The goal of climateChangeInAustralia is to create an API to Climate Change in Australia datasets.
- Links to dataset URLs
- Functions to download data subsets (NetCDF subsets)
- Functions and objects to help with data selection
# install.packages("devtools")
devtools::install_github("Shaunson26/climateChangeInAustralia")
library(climateChangeInAustralia)Source data
https://www.climatechangeinaustralia.gov.au/ - Climate information, projections, tools and data.
They provide datasets from various models and for a number of variables that include
- Projected change (compared with 1986-2005) data … +/- values
- Plausible future climate data … predicted values
- Threshold datasets … number of days above/below extremes e.g. >30, >35, >45
Data is accessed via navigation through their web directories, and the file names have a naming convention describing (for the purpose of this package): variable, model, representative concentration pathway (RCP, greenhouse gas scenarios) and time period among other things.

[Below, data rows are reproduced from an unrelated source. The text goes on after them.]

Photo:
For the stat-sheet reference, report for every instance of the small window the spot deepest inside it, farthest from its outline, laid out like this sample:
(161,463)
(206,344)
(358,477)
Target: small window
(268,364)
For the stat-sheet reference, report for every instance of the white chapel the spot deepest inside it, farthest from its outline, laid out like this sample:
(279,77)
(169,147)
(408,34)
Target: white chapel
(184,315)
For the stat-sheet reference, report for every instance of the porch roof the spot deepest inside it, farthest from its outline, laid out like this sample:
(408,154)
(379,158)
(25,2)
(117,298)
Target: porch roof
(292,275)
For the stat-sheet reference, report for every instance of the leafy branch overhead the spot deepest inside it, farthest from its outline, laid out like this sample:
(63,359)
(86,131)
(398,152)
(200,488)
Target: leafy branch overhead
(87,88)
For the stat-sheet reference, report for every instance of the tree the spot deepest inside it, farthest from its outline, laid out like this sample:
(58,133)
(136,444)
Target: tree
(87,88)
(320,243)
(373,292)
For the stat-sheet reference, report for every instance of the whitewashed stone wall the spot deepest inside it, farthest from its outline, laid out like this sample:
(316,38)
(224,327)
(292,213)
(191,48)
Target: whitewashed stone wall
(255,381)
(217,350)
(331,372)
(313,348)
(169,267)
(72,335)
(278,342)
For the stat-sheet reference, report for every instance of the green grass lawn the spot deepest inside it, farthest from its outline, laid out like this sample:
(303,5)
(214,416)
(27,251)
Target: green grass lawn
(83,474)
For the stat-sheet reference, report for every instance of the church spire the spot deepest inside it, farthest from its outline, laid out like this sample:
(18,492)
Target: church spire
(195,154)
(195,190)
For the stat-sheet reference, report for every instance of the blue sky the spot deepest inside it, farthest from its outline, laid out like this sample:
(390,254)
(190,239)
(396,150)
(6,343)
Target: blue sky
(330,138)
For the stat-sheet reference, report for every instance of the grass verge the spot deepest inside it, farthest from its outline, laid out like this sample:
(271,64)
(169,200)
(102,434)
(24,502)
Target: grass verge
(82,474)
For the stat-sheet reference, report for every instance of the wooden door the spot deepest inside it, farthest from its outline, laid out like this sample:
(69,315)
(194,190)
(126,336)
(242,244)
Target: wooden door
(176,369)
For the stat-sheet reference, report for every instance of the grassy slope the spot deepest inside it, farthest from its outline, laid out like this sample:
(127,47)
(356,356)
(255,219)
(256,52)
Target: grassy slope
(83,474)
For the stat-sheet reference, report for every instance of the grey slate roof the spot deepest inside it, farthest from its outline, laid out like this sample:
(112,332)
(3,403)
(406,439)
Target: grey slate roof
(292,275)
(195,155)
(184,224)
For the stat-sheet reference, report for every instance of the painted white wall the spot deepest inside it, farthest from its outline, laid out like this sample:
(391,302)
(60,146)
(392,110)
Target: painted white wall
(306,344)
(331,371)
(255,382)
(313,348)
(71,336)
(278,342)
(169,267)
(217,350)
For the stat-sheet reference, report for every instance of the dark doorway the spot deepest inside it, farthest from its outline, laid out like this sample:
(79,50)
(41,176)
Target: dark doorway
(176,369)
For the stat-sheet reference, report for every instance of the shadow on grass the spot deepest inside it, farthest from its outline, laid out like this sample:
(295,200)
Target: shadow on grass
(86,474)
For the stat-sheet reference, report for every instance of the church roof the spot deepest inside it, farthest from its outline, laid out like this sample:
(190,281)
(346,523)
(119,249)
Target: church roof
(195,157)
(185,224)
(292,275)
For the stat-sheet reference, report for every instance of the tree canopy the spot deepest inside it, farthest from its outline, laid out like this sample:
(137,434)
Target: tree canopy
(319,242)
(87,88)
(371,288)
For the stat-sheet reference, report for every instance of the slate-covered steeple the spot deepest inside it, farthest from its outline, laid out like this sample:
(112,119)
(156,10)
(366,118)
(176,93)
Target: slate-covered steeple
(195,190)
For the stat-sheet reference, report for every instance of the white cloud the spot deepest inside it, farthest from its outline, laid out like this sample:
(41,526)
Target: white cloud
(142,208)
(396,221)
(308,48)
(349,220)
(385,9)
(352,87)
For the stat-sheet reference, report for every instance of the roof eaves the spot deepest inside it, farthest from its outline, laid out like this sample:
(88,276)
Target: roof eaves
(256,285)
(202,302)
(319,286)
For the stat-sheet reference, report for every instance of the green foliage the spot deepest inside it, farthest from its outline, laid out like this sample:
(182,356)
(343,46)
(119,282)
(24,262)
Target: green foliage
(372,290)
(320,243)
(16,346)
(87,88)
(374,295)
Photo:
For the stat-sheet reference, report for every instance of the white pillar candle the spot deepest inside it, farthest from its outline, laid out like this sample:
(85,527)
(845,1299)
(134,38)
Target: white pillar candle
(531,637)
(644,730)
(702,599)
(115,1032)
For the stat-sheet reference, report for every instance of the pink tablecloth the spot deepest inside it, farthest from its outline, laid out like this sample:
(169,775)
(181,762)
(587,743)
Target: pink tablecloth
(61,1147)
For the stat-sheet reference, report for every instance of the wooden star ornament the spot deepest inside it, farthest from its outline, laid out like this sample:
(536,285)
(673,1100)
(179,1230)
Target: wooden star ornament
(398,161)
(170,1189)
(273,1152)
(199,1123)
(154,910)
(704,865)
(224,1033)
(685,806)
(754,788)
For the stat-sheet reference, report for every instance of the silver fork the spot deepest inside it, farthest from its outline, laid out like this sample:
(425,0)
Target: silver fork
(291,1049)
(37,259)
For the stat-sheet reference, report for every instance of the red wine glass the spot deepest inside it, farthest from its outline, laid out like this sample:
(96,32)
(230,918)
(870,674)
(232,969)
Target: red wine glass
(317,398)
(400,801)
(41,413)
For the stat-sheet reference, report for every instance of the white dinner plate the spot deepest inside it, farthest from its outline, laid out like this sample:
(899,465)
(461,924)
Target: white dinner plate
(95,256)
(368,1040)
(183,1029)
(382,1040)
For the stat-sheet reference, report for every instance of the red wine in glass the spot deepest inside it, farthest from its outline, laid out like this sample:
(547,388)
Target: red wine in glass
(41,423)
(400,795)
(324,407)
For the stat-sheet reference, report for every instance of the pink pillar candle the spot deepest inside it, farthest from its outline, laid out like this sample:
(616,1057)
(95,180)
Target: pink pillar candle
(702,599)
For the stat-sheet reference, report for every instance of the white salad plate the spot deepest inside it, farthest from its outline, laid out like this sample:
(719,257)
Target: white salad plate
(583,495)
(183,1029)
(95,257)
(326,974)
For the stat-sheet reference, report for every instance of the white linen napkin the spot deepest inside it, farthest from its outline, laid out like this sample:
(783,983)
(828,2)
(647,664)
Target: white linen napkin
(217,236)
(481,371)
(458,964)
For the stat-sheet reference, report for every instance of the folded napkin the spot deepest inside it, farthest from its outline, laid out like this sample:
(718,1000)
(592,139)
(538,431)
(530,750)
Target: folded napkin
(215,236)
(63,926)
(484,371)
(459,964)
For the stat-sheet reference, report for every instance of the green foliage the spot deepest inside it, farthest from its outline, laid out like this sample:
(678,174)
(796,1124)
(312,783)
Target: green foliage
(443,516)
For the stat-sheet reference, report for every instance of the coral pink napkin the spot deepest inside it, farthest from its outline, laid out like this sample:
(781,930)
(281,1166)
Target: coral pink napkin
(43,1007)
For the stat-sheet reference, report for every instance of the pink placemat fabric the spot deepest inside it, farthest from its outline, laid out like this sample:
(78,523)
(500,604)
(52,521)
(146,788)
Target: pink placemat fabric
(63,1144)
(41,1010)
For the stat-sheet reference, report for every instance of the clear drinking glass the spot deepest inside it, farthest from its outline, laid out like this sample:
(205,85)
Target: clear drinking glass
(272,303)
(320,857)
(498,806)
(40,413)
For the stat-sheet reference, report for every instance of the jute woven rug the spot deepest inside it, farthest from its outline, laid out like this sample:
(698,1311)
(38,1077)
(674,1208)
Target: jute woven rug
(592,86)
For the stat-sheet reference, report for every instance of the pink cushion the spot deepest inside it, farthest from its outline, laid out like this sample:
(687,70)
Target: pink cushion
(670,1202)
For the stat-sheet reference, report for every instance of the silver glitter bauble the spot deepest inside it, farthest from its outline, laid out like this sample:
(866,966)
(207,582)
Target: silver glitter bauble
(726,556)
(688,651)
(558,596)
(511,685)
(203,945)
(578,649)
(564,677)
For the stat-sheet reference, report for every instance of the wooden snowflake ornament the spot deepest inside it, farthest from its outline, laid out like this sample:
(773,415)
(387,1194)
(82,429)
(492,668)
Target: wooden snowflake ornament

We crawled through their directories and created a JSON file with the links to all datasets. This can be imported as a named nested list for ease of navigation to particular datasets using
ccia_dataset_urls()
ccia_datasets <- ccia_dataset_urls()
# dataset$variable_1$variable_1_1$datset_name
ccia_datasets$
projected_change_data$
Drought$
`freq-duration`$
`spi_Amon_ACCESS1-0_historical_r1i1p1_anntot-events_native.nc`
#> [1] "ua6_4/CMIP5/derived/Collections/Projected_Change_Data/Drought/freq-duration/spi_Amon_ACCESS1-0_historical_r1i1p1_anntot-events_native.nc"From there, there are various options to download the data e.g. HTTP, NetcdfSubset, among others
Our download functions allow for the 8 ‘access’ types by we will only going to deal with NetcdfSubset and HTTP from here on.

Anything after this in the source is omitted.